Great Lakes Region Briefing and Consultations
Tomorrow (3 October), the Secretary-General’s Special Envoy for the Great Lakes Region Huang Xia will brief the Security Council on the latest report on the implementation of the Peace, Security and Cooperation Framework for the Democratic Republic of the Congo (DRC) and the Region (S/2019/873). Consultations will follow.
In accordance with resolution 2463 on the DRC (29 March), the Secretary-General is to report on this issue every six months. The report was due by 28 September, but Council members only received an advance copy of the report yesterday (1 October). The report provides an overview of security, political and humanitarian developments in the Great Lakes region between 1 March and 31 August, as well as describing the activities of the Special Envoy.
In the report, the Secretary-General expresses his concern over persistent challenges to the exercise of political freedoms and human rights in parts of the Great Lakes region. Nevertheless, he notes that the Great Lakes region witnessed recent positive developments, mainly the formation of a new government in the DRC, steps taken by DRC President Felix Tshisekedi to strengthen relations with neighbouring countries, and efforts undertaken by Angola, DRC, Rwanda, and Uganda to advance regional cooperation. It also notes early measures taken by Tshisekedi to open political space by releasing political detainees, allowing the return of opposition political actors, and making progress in the upholding of fundamental liberties.
At the same time, the human rights situation has not improved in eastern DRC, which continues to be affected by armed conflict and where many human rights violations by both government forces and armed groups were documented, exacerbating an already dire humanitarian situation.

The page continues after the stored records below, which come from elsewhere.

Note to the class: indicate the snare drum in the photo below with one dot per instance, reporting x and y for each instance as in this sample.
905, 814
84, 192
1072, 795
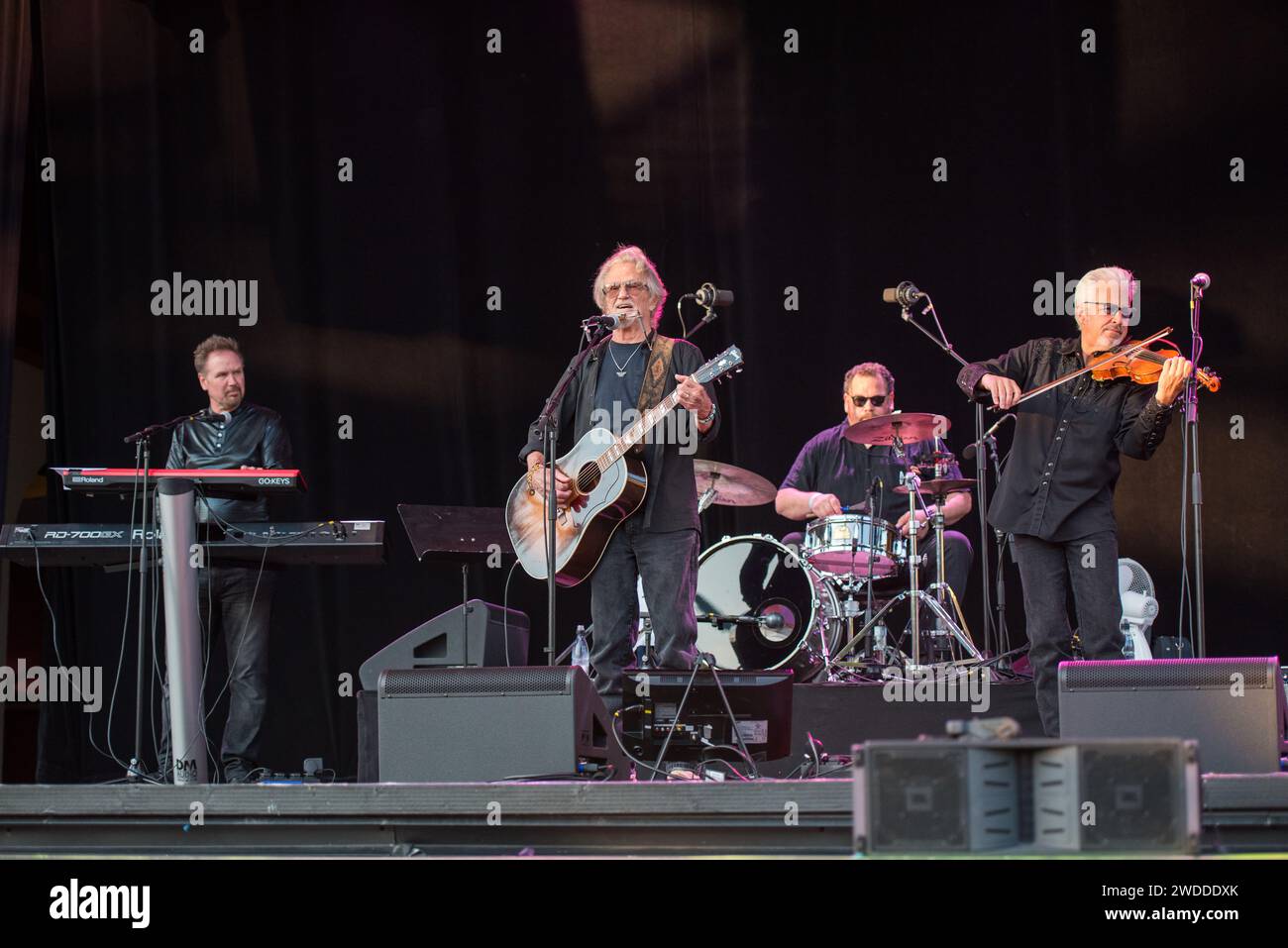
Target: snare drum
759, 608
851, 544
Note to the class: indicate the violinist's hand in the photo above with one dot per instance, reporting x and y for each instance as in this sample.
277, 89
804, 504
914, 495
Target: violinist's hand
1004, 390
1171, 380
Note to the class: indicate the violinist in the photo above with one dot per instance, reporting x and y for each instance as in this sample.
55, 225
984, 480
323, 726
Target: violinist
1056, 492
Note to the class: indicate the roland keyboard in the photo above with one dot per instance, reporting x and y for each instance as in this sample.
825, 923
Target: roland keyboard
239, 480
339, 543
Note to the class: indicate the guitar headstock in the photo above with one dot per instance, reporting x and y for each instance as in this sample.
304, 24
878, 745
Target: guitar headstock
720, 368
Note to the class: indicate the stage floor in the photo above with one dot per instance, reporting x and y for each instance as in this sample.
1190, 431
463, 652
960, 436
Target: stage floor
789, 818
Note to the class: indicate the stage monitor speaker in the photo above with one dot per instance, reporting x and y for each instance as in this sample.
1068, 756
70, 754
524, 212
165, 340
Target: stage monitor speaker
473, 633
487, 724
1234, 707
1029, 796
935, 796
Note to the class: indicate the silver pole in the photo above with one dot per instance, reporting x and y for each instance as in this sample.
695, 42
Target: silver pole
181, 630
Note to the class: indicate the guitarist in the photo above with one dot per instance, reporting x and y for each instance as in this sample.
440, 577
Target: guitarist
631, 371
1056, 493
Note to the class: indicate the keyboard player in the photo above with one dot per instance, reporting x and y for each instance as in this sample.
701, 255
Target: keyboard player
235, 599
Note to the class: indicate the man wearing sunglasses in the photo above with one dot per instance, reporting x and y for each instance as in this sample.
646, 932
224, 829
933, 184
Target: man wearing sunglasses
832, 473
1056, 493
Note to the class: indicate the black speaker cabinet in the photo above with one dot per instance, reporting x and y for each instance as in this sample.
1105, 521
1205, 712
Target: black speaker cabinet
1025, 796
488, 724
473, 633
1233, 707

Huang visited Goma, North Kivu, on 16 and 17 May, where local authorities highlighted the urgent need for the state to restore its authority and protect civilians. Council members may be interested to hear from Huang on his engagement and good offices with the DRC and neighbouring countries in the region, particularly on the coordination mechanisms under the Peace and Security Framework Agreement, and how efforts through the agreement could assist in bringing security and stability to the eastern DRC and curb the activities of armed groups threatening the country and the region.
In Burundi, the report notes that the security situation remained calm in most areas, although human rights violations were reported along with restrictions on political participation. Burundi is continuing its preparation for presidential, legislative and local elections, set to take place on 20 May 2020. President Pierre Nkurunziza, who has pledged not to run for a fourth term in the elections, reaffirmed on 1 July that the elections would be financed without external support. The Secretary-General urges in the report that Burundi and all stakeholders create conditions conducive of peaceful and inclusive elections. The report also addresses the continued strained relationship between Burundi and Rwanda.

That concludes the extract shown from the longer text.